L’Arabie saoudite aurait évoqué la possibilité de mettre en place un pacte de non-agression entre l’Iran et les États du Moyen-Orient, inspiré des accords d’Helsinki de 1975 qui avaient contribué à stabiliser les relations en Europe durant la guerre froide, selon un article du Financial Times paru le 14 mai. Cette initiative viserait à instaurer un cadre de coexistence régionale fondé sur la reconnaissance mutuelle et la réduction des tensions militaires.
Soutenue par plusieurs capitales européennes et institutions de l’Union européenne, cette proposition reste toutefois incertaine quant à l’adhésion des États-Unis et d’Israël. Ces derniers demeurent des acteurs clés dont l’accord conditionnerait largement la viabilité d’un tel mécanisme régional.

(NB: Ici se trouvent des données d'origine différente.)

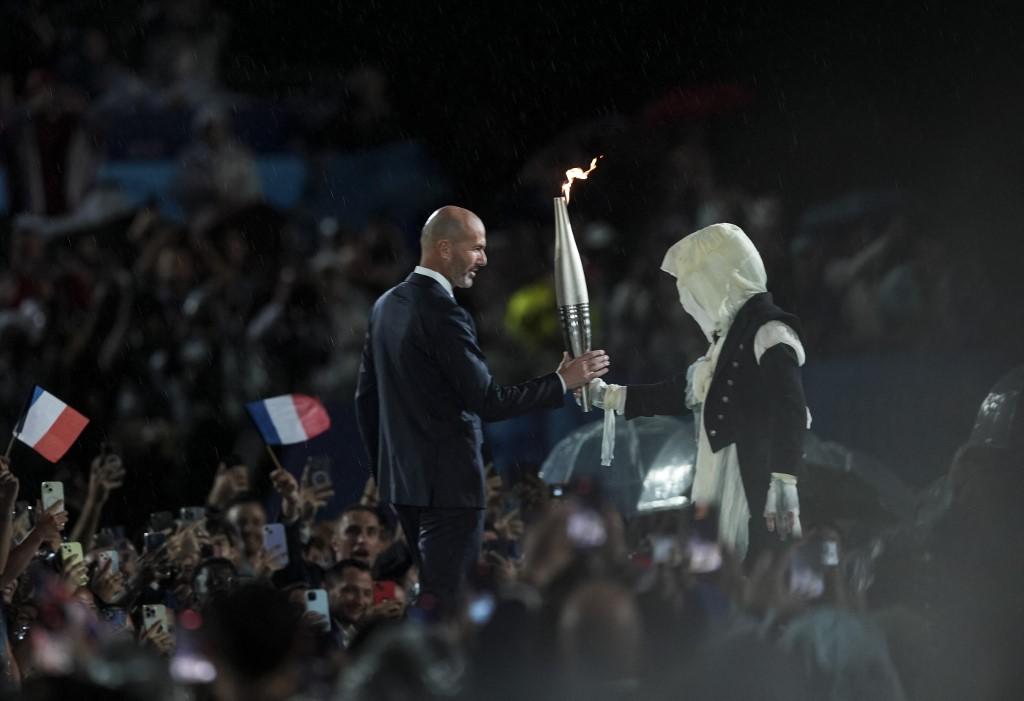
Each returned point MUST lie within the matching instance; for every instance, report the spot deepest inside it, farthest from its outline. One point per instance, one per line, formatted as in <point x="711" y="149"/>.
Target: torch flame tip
<point x="578" y="174"/>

Le projet intervient dans un contexte de fortes divisions au sein du Golfe. Tandis que l’Arabie saoudite explore des pistes de désescalade avec Téhéran, les Émirats arabes unis adoptent une posture plus ferme vis-à-vis de l’Iran et ont renforcé leur coopération sécuritaire avec Israël depuis le début de la guerre américano-israélienne contre l'Iran.
Opposition américaine et israélienne
Le modèle évoqué s’inspire directement des accords d’Helsinki, qui avaient établi des principes de sécurité, de coopération économique et de respect des droits humains entre blocs antagonistes. Un diplomate cité par le Financial Times estime qu’un cadre similaire pourrait être accepté par une majorité de pays arabes et musulmans, voire par l’Iran lui-même, malgré des divergences profondes sur des dossiers sensibles comme le détroit d’Ormuz.
Mais plusieurs obstacles demeurent. Israël devrait probablement s’opposer à tout accord formalisant un rapprochement arabo-iranien, tandis que Washington n’a pas encore clarifié sa position. Parallèlement, Téhéran cherche à consolider son influence régionale, notamment sur les routes maritimes stratégiques du Golfe.
Les tensions restent vives malgré des tentatives de médiation, notamment via des canaux pakistanais, aujourd’hui en perte de vitesse. Les divergences entre Riyad et Abou Dhabi illustrent également l’absence d’une ligne commune face à l’Iran et à Israël.
Alors que certains États du Golfe privilégient la désescalade, d’autres misent sur des alliances sécuritaires renforcées, alimentant un paysage régional fragmenté où aucune architecture de sécurité commune ne s’impose encore.